In modern credit trading, understanding why PnL moves is just as important as tracking that it moved.
When billions of data points flow through trading systems daily, intuition and heuristics fall short.
This article presents a scalable method for attributing PnL changes to specific credit risk drivers.
We model feature deltas — changes in exposure, spreads, and counterparty metrics — across time.
We train a LightGBM model to learn nonlinear relationships between deltas and ΔPnL
.
Then, we apply TreeSHAP to extract the top features responsible for each credit-related PnL movement.
The result is a transparent, auditable, per-entity view of what caused the last PnL move.
This is not prediction, it’s attribution — a diagnostic engine for credit risk.

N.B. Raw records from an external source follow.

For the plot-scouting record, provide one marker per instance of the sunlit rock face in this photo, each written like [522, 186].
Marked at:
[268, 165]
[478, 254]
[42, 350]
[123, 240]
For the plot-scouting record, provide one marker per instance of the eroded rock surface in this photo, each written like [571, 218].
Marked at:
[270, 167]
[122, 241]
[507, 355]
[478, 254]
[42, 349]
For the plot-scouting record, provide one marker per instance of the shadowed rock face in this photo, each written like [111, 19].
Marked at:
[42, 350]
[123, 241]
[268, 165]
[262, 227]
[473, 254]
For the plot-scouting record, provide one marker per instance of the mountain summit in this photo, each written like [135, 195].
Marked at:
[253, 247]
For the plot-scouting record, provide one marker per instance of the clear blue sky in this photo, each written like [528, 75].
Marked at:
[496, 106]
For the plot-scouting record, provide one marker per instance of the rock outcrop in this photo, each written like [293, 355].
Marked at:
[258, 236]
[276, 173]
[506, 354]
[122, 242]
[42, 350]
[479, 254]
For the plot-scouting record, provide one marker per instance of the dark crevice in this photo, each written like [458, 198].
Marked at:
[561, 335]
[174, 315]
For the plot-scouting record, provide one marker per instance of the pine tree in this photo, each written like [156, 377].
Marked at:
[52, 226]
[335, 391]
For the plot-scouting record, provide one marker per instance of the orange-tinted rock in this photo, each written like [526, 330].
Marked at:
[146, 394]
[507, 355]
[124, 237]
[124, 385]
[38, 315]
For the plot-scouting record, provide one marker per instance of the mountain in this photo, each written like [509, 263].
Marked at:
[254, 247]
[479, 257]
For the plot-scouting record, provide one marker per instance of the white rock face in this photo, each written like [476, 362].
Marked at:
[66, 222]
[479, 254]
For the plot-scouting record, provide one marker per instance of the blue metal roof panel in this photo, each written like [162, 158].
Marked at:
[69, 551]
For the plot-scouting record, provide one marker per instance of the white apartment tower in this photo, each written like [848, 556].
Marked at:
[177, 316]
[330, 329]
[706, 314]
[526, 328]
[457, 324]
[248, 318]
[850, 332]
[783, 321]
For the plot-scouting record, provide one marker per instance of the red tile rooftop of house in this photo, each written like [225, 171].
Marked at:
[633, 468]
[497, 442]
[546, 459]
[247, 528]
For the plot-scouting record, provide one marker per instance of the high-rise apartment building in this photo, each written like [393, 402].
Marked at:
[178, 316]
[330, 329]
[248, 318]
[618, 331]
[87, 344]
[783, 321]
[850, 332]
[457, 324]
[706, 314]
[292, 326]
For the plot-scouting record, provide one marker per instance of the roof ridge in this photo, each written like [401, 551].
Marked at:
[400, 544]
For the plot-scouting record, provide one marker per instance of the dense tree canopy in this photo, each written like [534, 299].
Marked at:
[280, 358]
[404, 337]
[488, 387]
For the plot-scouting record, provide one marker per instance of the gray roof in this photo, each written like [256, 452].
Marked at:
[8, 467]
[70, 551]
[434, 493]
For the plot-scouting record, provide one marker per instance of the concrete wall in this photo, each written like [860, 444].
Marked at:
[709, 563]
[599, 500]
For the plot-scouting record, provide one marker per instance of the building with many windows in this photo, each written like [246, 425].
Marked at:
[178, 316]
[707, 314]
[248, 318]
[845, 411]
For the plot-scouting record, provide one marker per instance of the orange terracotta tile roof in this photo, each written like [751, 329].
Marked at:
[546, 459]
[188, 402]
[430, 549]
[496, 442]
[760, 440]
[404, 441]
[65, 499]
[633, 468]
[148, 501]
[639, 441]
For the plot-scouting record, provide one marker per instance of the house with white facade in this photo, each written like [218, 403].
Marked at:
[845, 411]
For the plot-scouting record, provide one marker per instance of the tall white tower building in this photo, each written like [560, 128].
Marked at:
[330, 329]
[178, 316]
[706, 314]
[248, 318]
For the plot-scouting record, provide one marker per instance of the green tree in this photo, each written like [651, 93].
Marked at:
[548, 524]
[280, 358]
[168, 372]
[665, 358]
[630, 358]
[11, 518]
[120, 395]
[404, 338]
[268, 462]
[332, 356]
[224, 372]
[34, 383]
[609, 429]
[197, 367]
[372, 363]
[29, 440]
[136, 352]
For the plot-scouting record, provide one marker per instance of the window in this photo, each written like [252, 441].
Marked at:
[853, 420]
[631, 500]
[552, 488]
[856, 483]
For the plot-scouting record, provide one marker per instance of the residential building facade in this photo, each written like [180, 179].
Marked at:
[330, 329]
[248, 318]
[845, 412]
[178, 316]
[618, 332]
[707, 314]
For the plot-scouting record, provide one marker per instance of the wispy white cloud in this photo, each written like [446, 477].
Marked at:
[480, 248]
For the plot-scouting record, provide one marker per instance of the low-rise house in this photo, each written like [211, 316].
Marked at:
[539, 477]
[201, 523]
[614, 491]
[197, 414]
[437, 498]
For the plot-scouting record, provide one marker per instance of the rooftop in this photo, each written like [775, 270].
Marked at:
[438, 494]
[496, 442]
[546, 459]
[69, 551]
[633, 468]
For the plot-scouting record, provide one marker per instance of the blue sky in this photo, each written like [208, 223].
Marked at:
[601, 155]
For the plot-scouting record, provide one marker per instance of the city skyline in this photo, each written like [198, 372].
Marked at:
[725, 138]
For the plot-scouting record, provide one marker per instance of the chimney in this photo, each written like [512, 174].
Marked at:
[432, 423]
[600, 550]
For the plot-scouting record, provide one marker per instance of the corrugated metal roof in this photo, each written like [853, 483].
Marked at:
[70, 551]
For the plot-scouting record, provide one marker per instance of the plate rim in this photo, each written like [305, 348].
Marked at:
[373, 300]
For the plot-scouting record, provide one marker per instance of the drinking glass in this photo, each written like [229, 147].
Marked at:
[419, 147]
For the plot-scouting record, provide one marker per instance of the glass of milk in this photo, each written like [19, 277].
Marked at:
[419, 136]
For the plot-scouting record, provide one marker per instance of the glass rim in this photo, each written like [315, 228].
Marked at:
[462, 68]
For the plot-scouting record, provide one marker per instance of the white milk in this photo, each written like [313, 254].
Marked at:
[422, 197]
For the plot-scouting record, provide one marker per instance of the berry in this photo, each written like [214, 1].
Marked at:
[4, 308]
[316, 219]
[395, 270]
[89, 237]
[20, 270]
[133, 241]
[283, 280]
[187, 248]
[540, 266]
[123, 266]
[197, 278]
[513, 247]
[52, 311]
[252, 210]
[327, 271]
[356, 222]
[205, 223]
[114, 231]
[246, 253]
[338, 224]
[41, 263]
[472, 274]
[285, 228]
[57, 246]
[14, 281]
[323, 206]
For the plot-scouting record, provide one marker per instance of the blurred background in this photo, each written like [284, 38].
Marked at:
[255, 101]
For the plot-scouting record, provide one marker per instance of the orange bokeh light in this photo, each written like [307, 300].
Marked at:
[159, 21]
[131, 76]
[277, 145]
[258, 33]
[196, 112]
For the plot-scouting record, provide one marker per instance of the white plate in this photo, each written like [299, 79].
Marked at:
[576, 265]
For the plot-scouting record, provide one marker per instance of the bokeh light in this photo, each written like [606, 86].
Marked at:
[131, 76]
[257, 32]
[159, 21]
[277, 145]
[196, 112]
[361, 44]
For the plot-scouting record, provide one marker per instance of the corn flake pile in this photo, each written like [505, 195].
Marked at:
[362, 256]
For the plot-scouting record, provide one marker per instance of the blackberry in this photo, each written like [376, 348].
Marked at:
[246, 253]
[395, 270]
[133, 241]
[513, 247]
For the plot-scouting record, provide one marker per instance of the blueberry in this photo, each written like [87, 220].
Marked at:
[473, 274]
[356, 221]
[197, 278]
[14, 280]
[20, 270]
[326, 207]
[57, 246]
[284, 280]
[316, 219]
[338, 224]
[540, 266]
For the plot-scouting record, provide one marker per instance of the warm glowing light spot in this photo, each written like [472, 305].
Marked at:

1. Introduction: The Need for Attribution, Not Prediction
Credit-related PnL refers to profit and loss driven by credit risk exposure — such as changes in counterparty credit spreads, rating downgrades, or shifts in default probabilities.
It captures the financial impact of events like widening CDS, growing exposures, or collateral changes, rather than market or operational effects.
For traders, a sudden loss tied to a counterparty matters less than knowing which risk factor caused it.
For quants, understanding nonlinear relationships between inputs and PnL is key to model trust and validation.
And for risk teams, attribution supports regulatory reporting, stress testing, and early warnings.
But with data at the scale of billions of deltas, traditional methods fail to offer clear answers.
We propose a hybrid pipeline: use Python to train a LightGBM model on feature deltas and PnL deltas.
Then apply TreeSHAP to explain which deltas caused most of the PnL movement.
For real-time inference, we port the model and SHAP logic to a high-performance C++ backend.
The result: an explainable, scalable, and production-ready system for credit PnL attribution at scale.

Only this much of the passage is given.